1 row in set, 1 warning (0.00 sec)

So how to analyze SQL through EXPLAIN parsing results? What does each column attribute represent? Look down together.

3.2. The interviewer asked: what are your opinions on the explain fields in mysql?

First, we need to understand the meaning of each field in order to make better use of the keyword explain

(1) The properties of each column are described below

  • id: the query sequence number of the SELECT, which reflects the execution priority. If it is a sub query, the id sequence number will increase. The larger the id value, the higher the priority, and the first to be executed;

  • select_type: indicates the type of query;

  • Table: the table that outputs the result set. If an alias is set, it will also be displayed;

  • Partitions: matching partitions;

  • type: access method to the table;

  • possible_keys: indicates the index that may be used during query;

  • key: indicates the index actually used;

  • key_len: length of index field;

  • ref: comparison between column and index;

  • Rows: number of rows scanned (estimated number of rows);

  • Filtered: percentage of rows filtered by table criteria;

  • Extra: description and description of implementation.
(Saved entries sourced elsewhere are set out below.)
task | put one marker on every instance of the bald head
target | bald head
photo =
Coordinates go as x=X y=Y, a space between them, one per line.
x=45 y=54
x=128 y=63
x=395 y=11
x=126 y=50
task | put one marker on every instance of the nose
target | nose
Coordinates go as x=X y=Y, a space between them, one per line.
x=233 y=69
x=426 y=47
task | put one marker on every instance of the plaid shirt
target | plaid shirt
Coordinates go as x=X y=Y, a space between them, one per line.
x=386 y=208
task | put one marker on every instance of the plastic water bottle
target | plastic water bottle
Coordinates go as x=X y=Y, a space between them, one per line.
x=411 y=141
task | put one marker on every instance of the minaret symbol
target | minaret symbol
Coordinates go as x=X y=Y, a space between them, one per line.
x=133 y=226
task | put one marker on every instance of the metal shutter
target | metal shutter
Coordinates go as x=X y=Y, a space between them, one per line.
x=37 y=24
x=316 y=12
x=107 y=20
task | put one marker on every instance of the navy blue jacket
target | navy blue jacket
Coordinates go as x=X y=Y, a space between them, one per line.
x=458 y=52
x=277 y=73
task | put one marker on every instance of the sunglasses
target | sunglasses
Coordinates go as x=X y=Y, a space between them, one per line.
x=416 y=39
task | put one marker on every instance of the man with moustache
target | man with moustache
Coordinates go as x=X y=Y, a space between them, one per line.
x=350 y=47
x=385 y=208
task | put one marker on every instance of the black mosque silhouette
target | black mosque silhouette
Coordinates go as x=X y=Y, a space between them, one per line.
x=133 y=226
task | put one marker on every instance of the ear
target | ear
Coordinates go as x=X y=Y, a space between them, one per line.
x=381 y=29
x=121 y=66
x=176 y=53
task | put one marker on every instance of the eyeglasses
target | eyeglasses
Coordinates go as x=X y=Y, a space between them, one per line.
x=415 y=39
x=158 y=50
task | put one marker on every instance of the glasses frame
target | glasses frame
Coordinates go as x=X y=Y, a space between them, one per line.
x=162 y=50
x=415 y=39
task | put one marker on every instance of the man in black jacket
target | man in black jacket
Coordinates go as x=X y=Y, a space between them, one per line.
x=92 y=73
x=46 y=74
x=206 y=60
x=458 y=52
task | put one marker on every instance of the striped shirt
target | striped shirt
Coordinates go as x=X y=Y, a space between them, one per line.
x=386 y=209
This column shows some additional information, which is important.

(2) common attributes for slow query analysis


The access method to the table indicates how MySQL finds the required row in the table, also known as "access type".

The existing types are: ALL, index, range, ref, eq_ref, const, system, NULL (from left to right, performance from low to high).

Introduce three things we see every day:

  • ALL: (Full Table Scan) MySQL will traverse the whole table to find matching rows, which is often called Full Table Scan;

  • Index: (Full Index Scan) the difference between index and ALL is that the index type only traverses the index tree;

  • Range: retrieve only rows in a given range, and use an index to select rows.

system: the table has only one row of records. This is a special case of const. It generally does not appear and can be ignored

const: indicates that the index can be found once. const is used to compare the primary key or unique index. Because only one row of data is matched, it is very fast.

eq_ref: unique index scan. Only one record in the table matches it. Generally, two tables are associated. The fields in the association conditions are primary keys or unique indexes.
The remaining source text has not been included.